Exercise too much, muscle soreness, what exercises to relieve

Updated on healthy 2024-07-23
2 answers
  1. Anonymous users2024-02-13

    Muscle soreness after exercise can be relieved by stretching the muscles. Stretching muscles accelerates muscle relaxation and antagonist muscle relief, aiding in the recovery of tense muscles. This muscle stretching exercise also lays the foundation for preventing strains during exercise.

    After exercise, you should relax and relax, and after exercise, you can lie down on a sponge mat or rattan mat to rest for a while, and your feet should be placed slightly above your head or at the same level as your head when lying flat. Do not lie on the ground where there is moisture. After resting for a while, you can do a headstand or handstand against the wall, the time is 3-10 seconds, and you can do it several times, which is conducive to the return of blood to the heart in the lower limbs.

    Then shake the limbs, first the thighs or upper arms, then the calves or forearms.

  2. Anonymous users2024-02-12

    Exercise is an important guarantee of human health, and after recognizing this, people begin to exercise themselves.

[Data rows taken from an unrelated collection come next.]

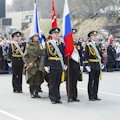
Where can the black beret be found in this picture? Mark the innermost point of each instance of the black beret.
(74, 30)
(92, 33)
(54, 30)
(16, 33)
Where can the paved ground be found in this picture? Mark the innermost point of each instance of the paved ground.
(15, 106)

However, after exercising for the first time, especially after intense exercise, many people will experience muscle soreness, which will last for several days depending on the person's constitution. So what can we do to relieve sore muscles?

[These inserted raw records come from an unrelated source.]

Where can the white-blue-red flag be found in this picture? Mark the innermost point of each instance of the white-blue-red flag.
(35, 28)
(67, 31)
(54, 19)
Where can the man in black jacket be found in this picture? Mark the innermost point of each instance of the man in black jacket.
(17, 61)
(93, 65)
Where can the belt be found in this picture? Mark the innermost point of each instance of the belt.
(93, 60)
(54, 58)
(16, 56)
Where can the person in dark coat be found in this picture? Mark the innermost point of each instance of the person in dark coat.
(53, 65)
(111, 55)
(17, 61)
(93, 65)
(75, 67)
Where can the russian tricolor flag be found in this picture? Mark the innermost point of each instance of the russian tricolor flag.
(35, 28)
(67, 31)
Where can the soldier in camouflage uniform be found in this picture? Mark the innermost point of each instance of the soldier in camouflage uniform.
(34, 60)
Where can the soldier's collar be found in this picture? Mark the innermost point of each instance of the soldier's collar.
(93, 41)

    Now let me tell you a few things that relieve sore muscles'method, I hope it can help everyone.

    1. Rest.

    Rest can slow down the phenomenon of muscle soreness, and can slowly promote blood circulation, can accelerate the elimination of metabolites, and can eliminate the supply and repair of nutrients in the sore muscles, so that it can return to normal.

    2. Stretch.

    Stretching muscles accelerates muscle relaxation and antagonist muscle relief, aiding in the recovery of spasmodic muscles. Perform a static stretch exercise on a sore area, hold the stretch for 2 minutes, then rest for 1 minute, repeat, and do this stretching exercise several times a day to help relieve spasticity.

    3. Massage.

    Massage the sore area to relax the muscles, promote muscle blood circulation, help damage repair and spasm relief. Of course, self-relaxation can also be carried out**, generally focusing on the nape of the neck and limbs, supplemented by the head, chest and abdomen.

    4. Warm compress.

    It is the most effective way to apply a warm compress to the sore local muscles, which can promote blood circulation, improve metabolism, and accelerate the relief and recovery of muscle soreness, especially with light stretching exercises or massage, which will accelerate the elimination of delayed muscle soreness.

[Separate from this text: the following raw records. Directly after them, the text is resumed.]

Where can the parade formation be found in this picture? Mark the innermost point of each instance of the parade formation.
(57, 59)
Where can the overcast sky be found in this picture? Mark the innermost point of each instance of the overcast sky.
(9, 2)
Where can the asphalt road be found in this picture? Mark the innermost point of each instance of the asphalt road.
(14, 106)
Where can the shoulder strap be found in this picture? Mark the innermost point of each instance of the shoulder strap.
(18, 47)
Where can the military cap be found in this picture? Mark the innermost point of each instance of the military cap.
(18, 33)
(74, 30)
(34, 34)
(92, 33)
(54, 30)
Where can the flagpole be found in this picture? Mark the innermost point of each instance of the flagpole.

    5. Oral administration of vitamins C and E.

    It has the effect of promoting collagen synthesis in connective tissues, helping to speed up the repair of damaged tissues and relieve soreness. Vitamin C is not only the main component of the lubricant that connects tissues, but also protects cells from destruction and prevents aging. Main**:

    Nuts, seeds, dark green vegetables, canola oil, whole grains, etc.

    The above methods can effectively relieve muscle soreness, although we will have muscle soreness symptoms in the first exercise, but as long as we maintain the habit of regular exercise and arrange exercise reasonably, muscle soreness will no longer appear. In addition, we need to warm up well before exercising, otherwise it may cause our muscles to strain.